PORT MORESBY - Enam puluh empat mayat ditemukan di dataran tinggi Papua Nugini, kata polisi pada Senin (19/2), yang terbaru dari serangkaian kematian massal terkait kekerasan etnis yang telah berlangsung lama di negara itu.
Setelah peristiwa kekerasan bersenjata di pagi hari, Asisten Komisaris Polisi Samson Kua mengatakan jumlah korban kemungkinan akan bertambah. "Kami yakin masih ada beberapa mayat yang masih berada di semak-semak," katanya.
Pada Minggu, Komisaris Polisi David Manning mengatakan, petugas dan tentara telah mengambil mayat 53 pria. Mereka diyakini dibunuh di dekat kota Wabag, 600 kilometer barat laut ibu kota Port Moresby.
Penyebab pasti kematian tersebut belum jelas, namun polisi mengatakan ada laporan adanya tembakan hebat di daerah tersebut.
Peristiwa tersebut diduga ada kaitannya dengan konflik antara suku Sikin dan Kaekin.
Polisi menerima video dan foto grafis yang mengaku berasal dari tempat kejadian.
Mereka menunjukkan tubuh-tubuh yang ditelanjangi dan berlumuran darah tergeletak di pinggir jalan dan ditumpuk di belakang truk bak terbuka.
Klan-klan dataran tinggi di Papua Nugini selama berabad-abad saling berperang.
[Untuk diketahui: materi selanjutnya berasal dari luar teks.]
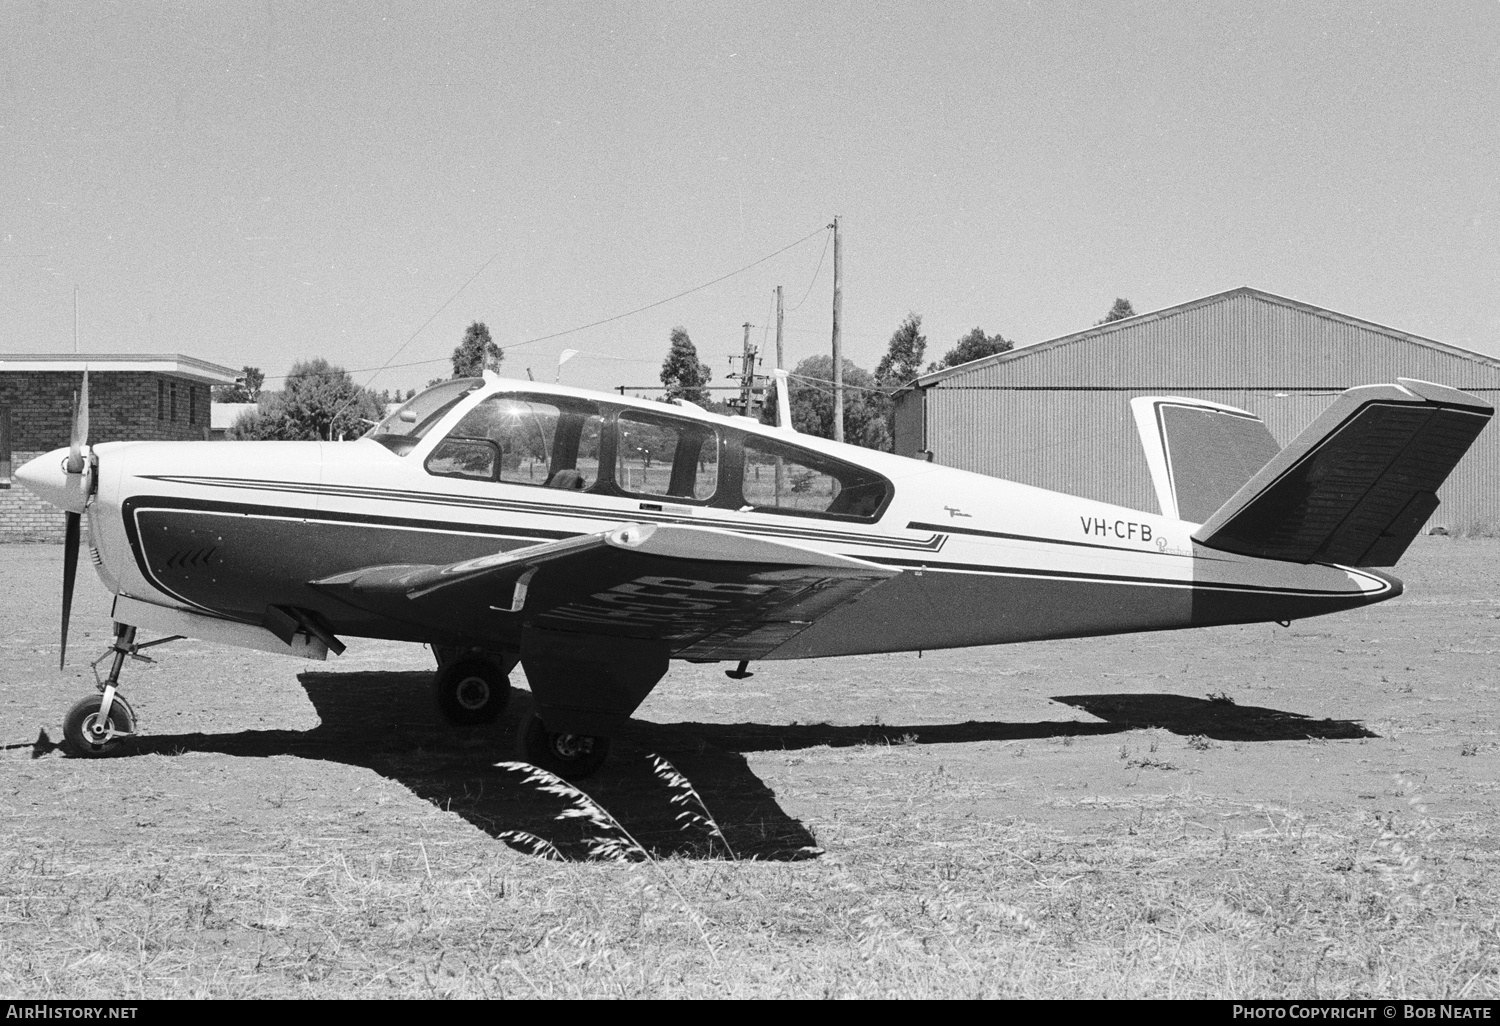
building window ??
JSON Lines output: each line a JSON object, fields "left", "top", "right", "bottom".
{"left": 158, "top": 380, "right": 165, "bottom": 421}
{"left": 170, "top": 382, "right": 178, "bottom": 423}
{"left": 188, "top": 385, "right": 197, "bottom": 426}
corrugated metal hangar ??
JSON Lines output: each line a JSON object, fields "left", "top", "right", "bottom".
{"left": 893, "top": 287, "right": 1500, "bottom": 532}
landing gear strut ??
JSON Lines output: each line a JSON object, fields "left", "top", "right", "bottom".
{"left": 63, "top": 624, "right": 138, "bottom": 757}
{"left": 61, "top": 624, "right": 181, "bottom": 757}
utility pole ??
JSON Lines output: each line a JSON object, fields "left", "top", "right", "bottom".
{"left": 830, "top": 216, "right": 843, "bottom": 443}
{"left": 775, "top": 285, "right": 784, "bottom": 372}
{"left": 739, "top": 321, "right": 755, "bottom": 412}
{"left": 726, "top": 322, "right": 764, "bottom": 415}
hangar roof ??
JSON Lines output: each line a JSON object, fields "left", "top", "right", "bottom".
{"left": 0, "top": 353, "right": 239, "bottom": 385}
{"left": 906, "top": 287, "right": 1500, "bottom": 392}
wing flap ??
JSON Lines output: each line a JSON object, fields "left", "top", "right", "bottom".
{"left": 313, "top": 522, "right": 897, "bottom": 659}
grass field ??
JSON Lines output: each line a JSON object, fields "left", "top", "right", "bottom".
{"left": 2, "top": 539, "right": 1498, "bottom": 998}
Namun masuknya senjata otomatis membuat bentrokan menjadi lebih mematikan dan meningkatkan siklus kekerasan.
Pemerintah Papua Nugini telah mencoba melakukan mediasi, amnesti dan sejumlah strategi lain untuk mengendalikan kekerasan, namun tidak membuahkan hasil.
Militer telah mengerahkan sekitar 100 tentara ke wilayah tersebut, namun dampaknya terbatas dan pasukan keamanan masih kalah jumlah dan persenjataan.
Pembunuhan sering terjadi di komunitas terpencil, anggota klan melancarkan serangan atau penyergapan sebagai balas dendam atas serangan sebelumnya.
Warga sipil, termasuk wanita hamil dan anak-anak, menjadi sasaran di masa lalu.
Pembunuhan seringkali sangat kejam, korbannya dibacok dengan parang, dibakar, dimutilasi atau disiksa.
Polisi secara pribadi mengeluhkan tidak memiliki sumber daya untuk melakukan pekerjaannya, karena petugas dibayar sangat rendah sehingga sebagian senjata yang sampai ke tangan anggota suku berasal dari kepolisian.
Para penentang pemerintahan Perdana Menteri James Marape pada Senin menyerukan lebih banyak polisi dikerahkan dan menuntut komisaris pasukan mengundurkan diri.
Populasi Papua Nugini meningkat dua kali lipat sejak 1980, menambah tekanan terhadap lahan dan sumber daya serta memperdalam persaingan antar suku.